Ну вот, через несколько часов уйдет старый и придет Новый 2003 год. Что сказать про старый прожитый год? Вроде все нормально было: и хорошее и плохое. Что старое вспоминать? Что было, то прошло.
Скоро начнут рассаживаться за столы, провожать старый год, а затем встречать Новый. В семьях, компаниях. Прилюдно. А здесь, бля, как далее не знаю, какое и слово написать. Один. Света нет, жрать нет, на улице опять метет. Ноги, оказывается, не проходят. Валенки, когда меня будете забирать, увидите, что я здесь в это время носил, еле утром одел. Да и х… с ними, с ногами. Мне теперь все едино. Раньше на что-то надеялся, а сейчас все, надежды рухнули. Издохну в этом Новом 2003 году. Вот стемнеет немного: долбану шипучки, закушу несколькими мерзлыми картофелинами. Так встречу Новый год.
Эх, люди, люди!!!
Как хочется жить! Ведь 57 лет - это не предел. Я настраивался до 75 тянуть, как отец, а вишь, как дело повернулось. Никогда не думал, что смерть приму через ноги. Ну пойди я тогда в ноябре с ребятами, и дело все было бы иначе. И еще - что же мое начальство думает? Обо мне в Якшанге 2 месяца ни слуху ни духу, за получкой не приезжаю, может, думает, что я в Зебляках балдею, так на что? Ведь должны же о рабочих немного думать, тем более о тех, кто удален. А у меня, кроме йода и таблеток от температуры, ничего нет. Случись что, а так оно и случилось: помирай, Владимир Иванович.
Ну да ладно."

На въезде в Поназырево нас встретил потрепанный плакат: "ПОЛВЕКА РЯДОМ С ВАМИ. ИК-2 ОБЩЕГО РЕЖИМА." Светило яркое солнце. По поселку шли, обходя лужи, красивые надзирательницы в форме.

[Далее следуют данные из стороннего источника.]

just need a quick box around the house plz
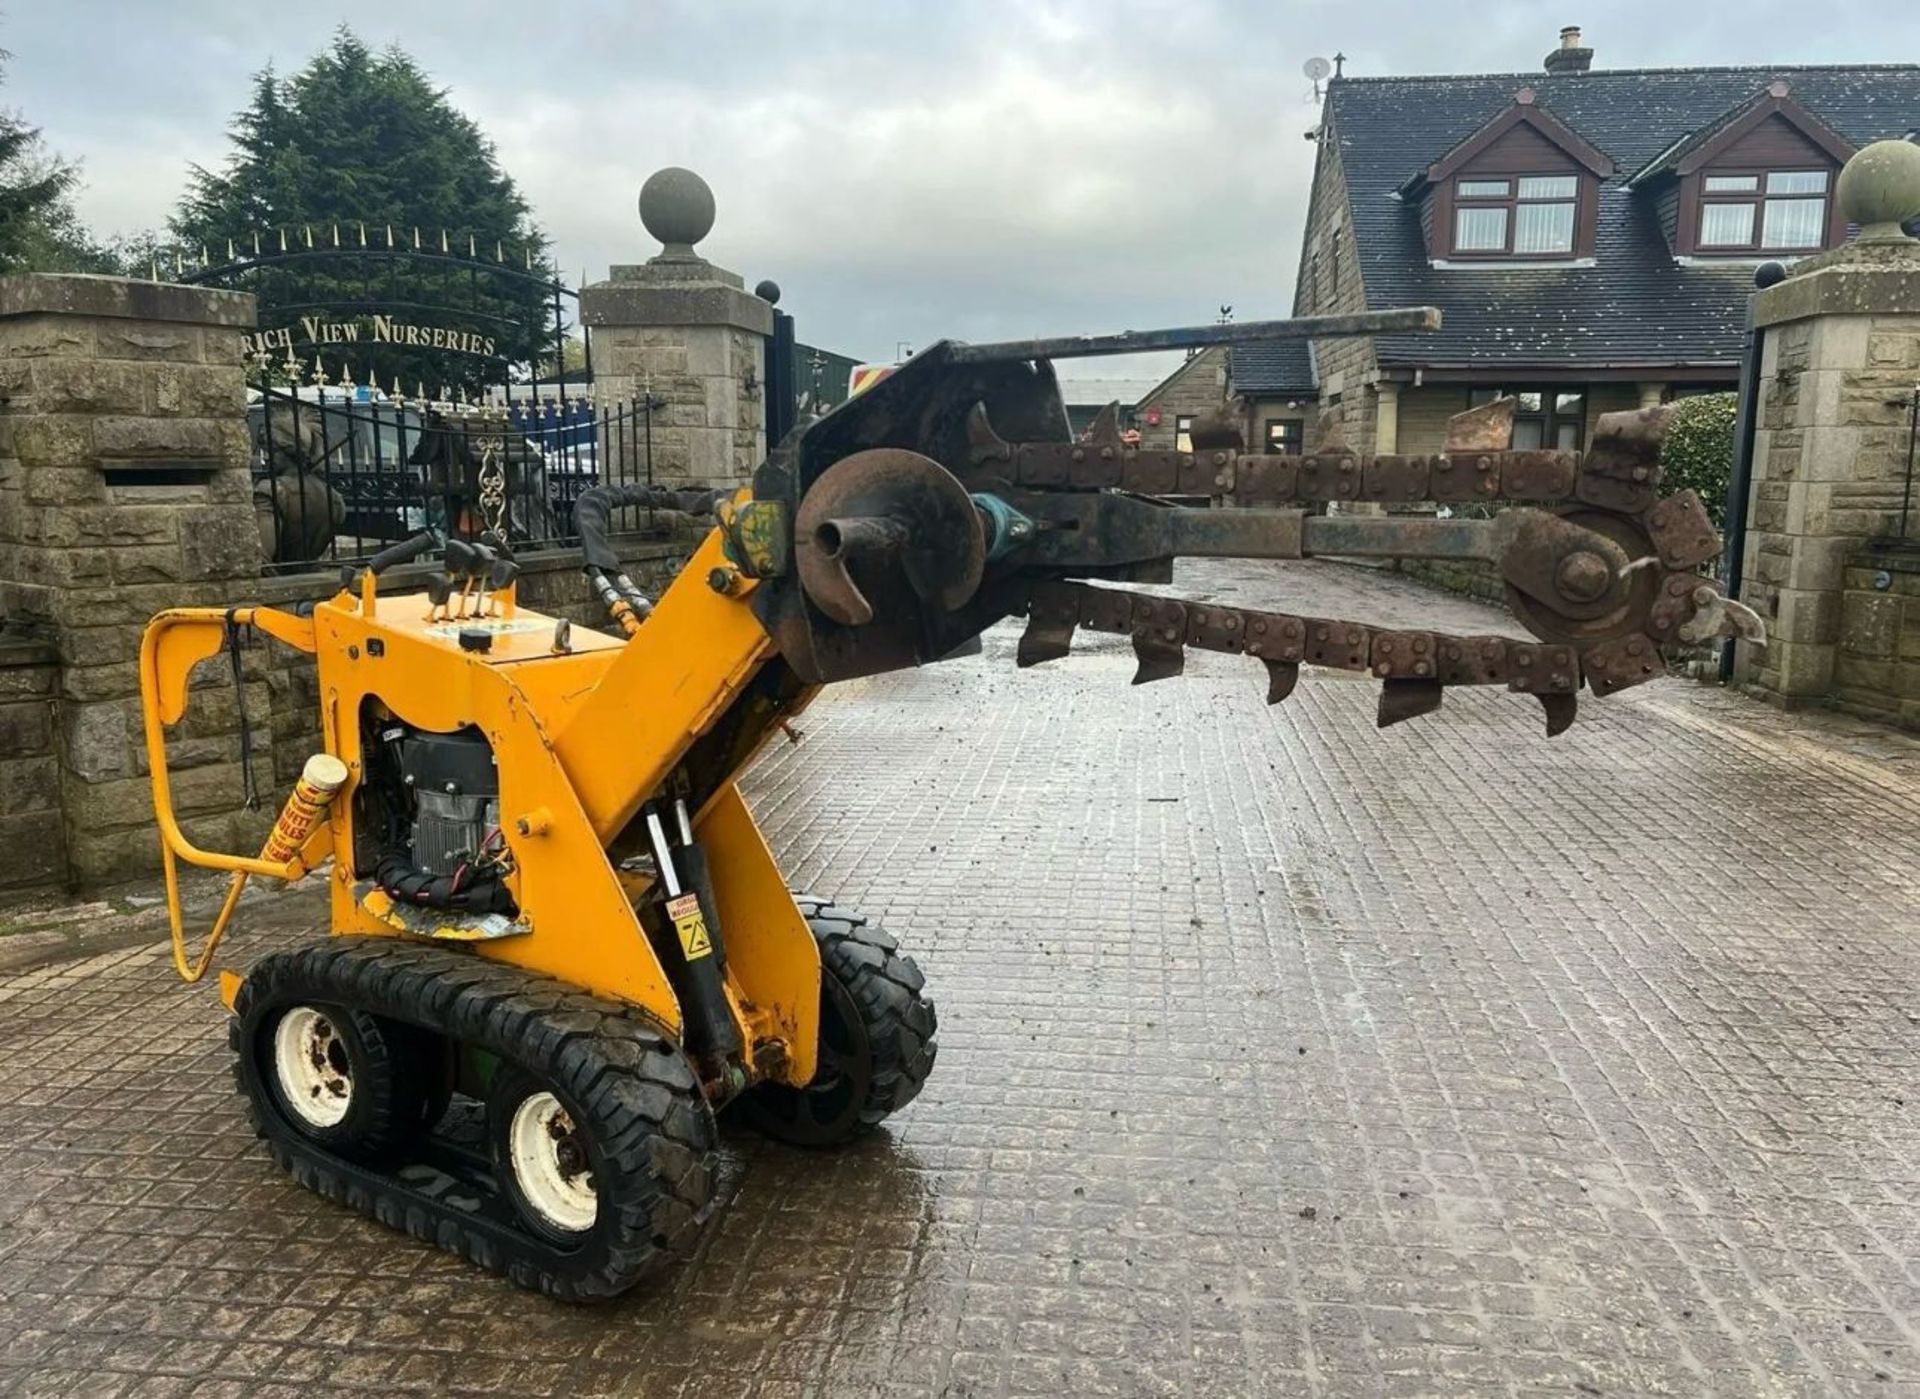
[1223,337,1318,454]
[1126,339,1319,455]
[1132,348,1228,450]
[1275,28,1920,457]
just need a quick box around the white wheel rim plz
[508,1091,597,1233]
[272,1006,353,1128]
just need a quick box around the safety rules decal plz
[666,893,713,960]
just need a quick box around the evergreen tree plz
[0,51,112,273]
[174,28,555,389]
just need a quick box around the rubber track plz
[793,896,938,1130]
[230,938,719,1302]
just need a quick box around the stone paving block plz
[0,557,1915,1395]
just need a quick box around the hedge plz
[1659,392,1738,526]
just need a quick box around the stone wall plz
[584,319,768,485]
[1833,549,1920,725]
[1736,231,1920,725]
[582,264,772,489]
[0,631,64,889]
[1298,123,1379,452]
[1834,552,1920,727]
[0,275,264,886]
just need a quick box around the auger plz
[139,307,1763,1300]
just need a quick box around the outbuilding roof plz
[1228,338,1316,396]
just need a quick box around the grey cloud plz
[10,0,1916,368]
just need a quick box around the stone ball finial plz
[1836,139,1920,242]
[639,167,716,261]
[754,279,782,305]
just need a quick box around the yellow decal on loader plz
[667,892,713,960]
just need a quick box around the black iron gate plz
[250,386,664,570]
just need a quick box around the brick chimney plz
[1544,25,1593,75]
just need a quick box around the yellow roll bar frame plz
[140,606,328,981]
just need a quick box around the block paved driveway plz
[2,559,1917,1398]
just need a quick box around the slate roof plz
[1228,338,1315,395]
[1625,87,1859,188]
[1324,65,1920,371]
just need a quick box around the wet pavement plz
[2,557,1918,1397]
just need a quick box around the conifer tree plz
[0,51,117,273]
[174,28,554,387]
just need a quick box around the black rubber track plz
[738,897,938,1145]
[230,938,719,1302]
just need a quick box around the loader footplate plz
[229,939,720,1303]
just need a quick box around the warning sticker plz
[667,892,713,960]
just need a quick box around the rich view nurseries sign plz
[240,314,499,360]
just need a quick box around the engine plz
[361,717,515,914]
[397,728,498,874]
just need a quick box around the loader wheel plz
[472,997,718,1297]
[241,996,428,1164]
[490,1068,600,1243]
[738,898,937,1146]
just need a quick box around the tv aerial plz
[1303,55,1332,101]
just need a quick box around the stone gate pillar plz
[0,274,264,884]
[580,168,774,488]
[1737,141,1920,727]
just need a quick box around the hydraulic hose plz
[574,483,726,573]
[374,851,516,916]
[575,482,727,631]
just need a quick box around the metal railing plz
[248,387,670,571]
[1894,383,1919,547]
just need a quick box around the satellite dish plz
[1303,56,1332,82]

В районном музее мы обнаружили зуб мамонта, глиняные горшки, самопрялку, ткацкий станок, самовар и две гармошки. На стене висели четыре картины поназыревского художника: "Весна", "Лето", "Осень" и "Зима". Два пейзажа со снегом и один с дождем.

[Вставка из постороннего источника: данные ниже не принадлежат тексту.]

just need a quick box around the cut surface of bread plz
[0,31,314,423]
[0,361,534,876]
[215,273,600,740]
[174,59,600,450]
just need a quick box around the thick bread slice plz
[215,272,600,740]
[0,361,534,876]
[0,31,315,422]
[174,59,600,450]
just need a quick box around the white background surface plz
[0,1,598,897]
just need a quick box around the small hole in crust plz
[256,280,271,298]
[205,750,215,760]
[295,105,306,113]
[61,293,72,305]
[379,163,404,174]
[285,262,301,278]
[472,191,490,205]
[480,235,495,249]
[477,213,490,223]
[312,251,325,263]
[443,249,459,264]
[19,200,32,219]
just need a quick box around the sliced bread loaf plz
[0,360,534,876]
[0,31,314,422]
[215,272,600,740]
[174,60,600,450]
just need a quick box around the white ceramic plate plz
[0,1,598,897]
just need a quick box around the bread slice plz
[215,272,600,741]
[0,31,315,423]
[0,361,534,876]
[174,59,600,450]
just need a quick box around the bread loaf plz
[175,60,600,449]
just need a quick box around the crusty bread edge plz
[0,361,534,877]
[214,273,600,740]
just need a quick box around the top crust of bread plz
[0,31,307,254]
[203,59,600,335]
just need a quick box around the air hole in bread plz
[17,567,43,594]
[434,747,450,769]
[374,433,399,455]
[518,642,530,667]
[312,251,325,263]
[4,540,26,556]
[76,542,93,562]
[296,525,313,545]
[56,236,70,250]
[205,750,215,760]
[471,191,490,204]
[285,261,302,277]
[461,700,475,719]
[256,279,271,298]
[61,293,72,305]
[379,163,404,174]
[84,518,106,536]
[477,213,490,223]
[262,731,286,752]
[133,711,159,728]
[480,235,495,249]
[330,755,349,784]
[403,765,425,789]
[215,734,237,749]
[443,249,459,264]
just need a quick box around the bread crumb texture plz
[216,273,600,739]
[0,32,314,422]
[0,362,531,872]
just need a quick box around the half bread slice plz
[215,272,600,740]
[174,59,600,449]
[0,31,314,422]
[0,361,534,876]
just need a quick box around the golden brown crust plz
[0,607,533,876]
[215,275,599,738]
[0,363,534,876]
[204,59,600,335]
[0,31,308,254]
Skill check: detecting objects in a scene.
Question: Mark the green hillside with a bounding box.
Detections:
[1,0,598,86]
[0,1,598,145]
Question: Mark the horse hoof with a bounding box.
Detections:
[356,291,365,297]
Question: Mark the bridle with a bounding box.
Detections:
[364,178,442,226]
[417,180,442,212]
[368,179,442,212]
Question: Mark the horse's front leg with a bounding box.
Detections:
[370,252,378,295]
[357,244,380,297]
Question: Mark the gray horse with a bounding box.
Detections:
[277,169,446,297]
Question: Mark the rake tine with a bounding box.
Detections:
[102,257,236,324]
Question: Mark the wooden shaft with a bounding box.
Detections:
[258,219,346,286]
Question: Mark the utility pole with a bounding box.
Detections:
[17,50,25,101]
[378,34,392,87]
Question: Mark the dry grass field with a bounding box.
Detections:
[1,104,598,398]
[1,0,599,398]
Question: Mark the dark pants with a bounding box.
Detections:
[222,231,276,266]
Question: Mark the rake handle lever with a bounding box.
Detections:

Смотрительница вынесла альбом фотографий советской Якшанги. Ряды тополей вдоль прямых улиц. Деревянные домики. Школа. Кафе. Столовые. Парикмахерская. Все, увиденное вчера в запустении, на этих карточках было новым и почти уютным. Первомайская демонстрация перед ДК работников лесного хозяйства. Оказывается, здесь умели улыбаться. Как странно... Лесопилка. Паровозики-кукушки. Молодой Михалыч. Смеющийся Серега за рулем трелевочника. Среди елового леса мужчины в шляпах с портфелями в руках позирует с мужчинами в телогрейках. А вот китайцы в смешных, не по размеру ватниках и ушанках... Постойте, Михалыч говорил про индонезийцев... Не может быть!

На улице пахло слякотью и креозотом. Я подумал, что креозот - это человек, а слякоть - это пространство. Слякоть, конечно, сильней.

У крайнего дома поселка стояли старухи. Мы спросили про дорогу на Панино.

-Панино? - удивились они.
-К кому? - поинтересовалась первая старуха.
-Там никого и нет. - ответила ей вторая.
-А почтальонша Петрова?- возразила третья. - Вам, ребятки, за помойку и в лес. Сорок верст.

Проселок бесконечно петлял среди сугробов и сосен.

-Ну, бля, дорожка! - выругался Володька на ухабе. - Сюда от Якшанги по прямой двадцать пять, да рельсы разобрали. А раньше... В бабье лето ЛПХ составами возил в Панино грибников. Обставляли это дело празднично. Вагончики обтягивали лозунгами: "Пятилетку в четыре года!" "Быт советских граждан - работа и досуг, любовь и вера в светлое будущее!" и "Охрана природы - долг каждого!" Из громкоговорителей играла музыка. Бабы приходили с лукошками, а мужики - с бутылками. Было времечко...

С каждой новой развилкой проселок становился менее проезжим. Наконец, он окончился вырубкой. Мы поняли, что заблудились. Навигатора у нас не было, а карта не помогала. Ни вырубка, ни дорога не были обозначены на ней. Мы вернулись к предыдущей развилке. Другой отворот вывел на новую. Оба поворота с этой развилки оканчивались вырубками. Вернулись на несколько километров и вновь оказались на вырубке.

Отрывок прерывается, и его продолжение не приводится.